Letras
Cenizas

Comparte este contenido con tus amigos

La ceniza que se apila en las manos del crimen deja visibles rastros de violencia y sangre en el recuerdo de la víctima. El cuerpo, yerto y mustio en la alfombra, bajo la diáfana sombra de la lámpara testigo del asesinato, parece moverse con apacible lentitud. Cada movimiento produce en este desconocido ser un dolor agudo, una mordaz repetición de su rápida extinción. Esa inmovilidad propia de la muerte se niega a desvanecerse, a borrarse de la imagen, a ceñirse a su extraña aparición, y se entrega sin remedio a posar para el espectador, que parece aturdido observando aquel deplorable cuadro, desde el otro lado de la puerta. No tiene deseos de entrar, de volverse cómplice de algo que quizás no cometió, de ser señalado como el artista de la obra más perversa de la historia, pero la voluptuosidad, esa temible compañera, le incita a que se embriague con esa lluvia negra de lamentos y súplicas al cielo, que yacía a estas horas de la noche en la contemplación fatal de la eterna condena de la soledad.

Temeroso aún de lo que le esperaba, abrió por completo la estancia silenciosa. Era su entrañable habitación, esa que había decorado con tanto ahínco años atrás. Todo parecía en orden, sólo le incomodaba ese cuerpo extraño al costado de su cama, esa materia gris que destruía por completo la estabilidad del ambiente, su ambiente. Sus antiguas pinturas, que aún permanecían agarradas a la dócil pared, parecían haber sido violadas y torturadas en su ausencia, habían sido arrancado de su centro los colores, y esa perfecta armonía de guturales matices que tanto le conmovían. Algunas hojas esparcidas en el suelo habían tenido un final similar, castradas de toda conciencia y vida, fueron convertidas en simples memorias de algún otro pasado. Sus libros fueron pisoteados una y otra vez, dejando sólo carátulas invertidas, frases perdidas y cuentos sin final. Su biblioteca fue destruida con flechas críticas, con presagios olvidados, con agua de rosas muertas, con ignominias crueles y desleales.

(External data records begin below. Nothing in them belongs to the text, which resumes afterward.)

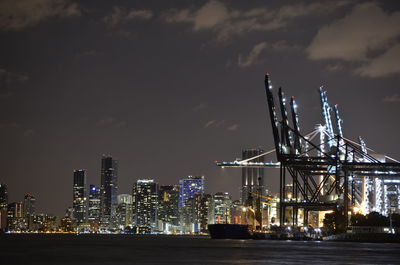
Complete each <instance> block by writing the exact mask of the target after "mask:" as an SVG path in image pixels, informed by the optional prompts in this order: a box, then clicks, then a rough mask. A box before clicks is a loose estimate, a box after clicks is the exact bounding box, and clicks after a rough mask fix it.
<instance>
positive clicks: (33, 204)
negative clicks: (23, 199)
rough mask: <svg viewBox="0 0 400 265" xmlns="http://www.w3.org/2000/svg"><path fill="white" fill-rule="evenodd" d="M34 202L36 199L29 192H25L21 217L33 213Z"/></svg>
mask: <svg viewBox="0 0 400 265" xmlns="http://www.w3.org/2000/svg"><path fill="white" fill-rule="evenodd" d="M35 202H36V199H35V197H34V196H33V195H31V194H29V193H28V194H25V196H24V204H23V217H25V218H28V217H30V216H33V215H35Z"/></svg>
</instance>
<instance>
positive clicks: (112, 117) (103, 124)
mask: <svg viewBox="0 0 400 265" xmlns="http://www.w3.org/2000/svg"><path fill="white" fill-rule="evenodd" d="M96 124H97V126H101V127H115V128H122V127H125V126H126V125H127V122H126V121H120V120H117V119H115V118H114V117H105V118H103V119H101V120H99V121H97V123H96Z"/></svg>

Suspiró. Sus hermosos perfumes, sus ignotos aromas, sus mórbidas creaciones fueron vaporizadas con grácil ironía, fueron desterradas de aquellos frascos secretos de alucinaciones perdidas o de sentimientos frágiles, hacia el vacío infinito del mundo exterior. Las ventanas se retorcían de angustia, abriendo un portal de dudas y secretos, éstas que habían sido encarceladas en el inmenso devenir de la costumbre, se debatían en confusa melodía de si cerrarse o abrirse para siempre. Empezó a llorar, sus lágrimas buscaban intentar sanar estas heridas, que penetraban incesantes su corazón. Sus incontrolables jadeos, sus continuos desfallecimientos le obligaron a sentarse al otro costado de su cama, el cual detestaba por sentirse demasiado cerca al límite de lo material, que era el muro que se levantaba inquebrantable como un rectángulo de acero, y que lo envolvía misteriosamente en un círculo cerrado de formas paralelas y amorfas.

Abrió los ojos. Sus espejos bañados en obscuro barro, rotos y ciegos, miraban con sincera extrañeza su figura, que se disolvía en pérfidas sombras y reflejos lejanos de la luces de la ciudad. Se incorporó con gran esfuerzo, había perdido su compostura, su agilidad, su exiguo aunque orgulloso ímpetu. Suspiró una vez más y en pasos cortos pero firmes, tomó la decisión de descubrir el rostro de aquel cuerpo que expelía sin miedo un aliento de fuego y arena, de silencio y torpeza. Gritó al verse sorprendido, al darse cuenta de que aquel cuerpo no era un cuerpo —aunque tuviera esa forma tupida y calculada—, era un recuerdo de algo que nunca fue, que nunca conoció, que nunca será y, de pronto, cuando brotaba de sus ojos la última lágrima de sangre de la noche, descubrió sin estupor que había cometido un crimen, que las cenizas que, posadas en sus manos, hervían en ondas de odio y rencor, eran la prueba fehaciente de la estúpida osadía de haberse fumado su alma.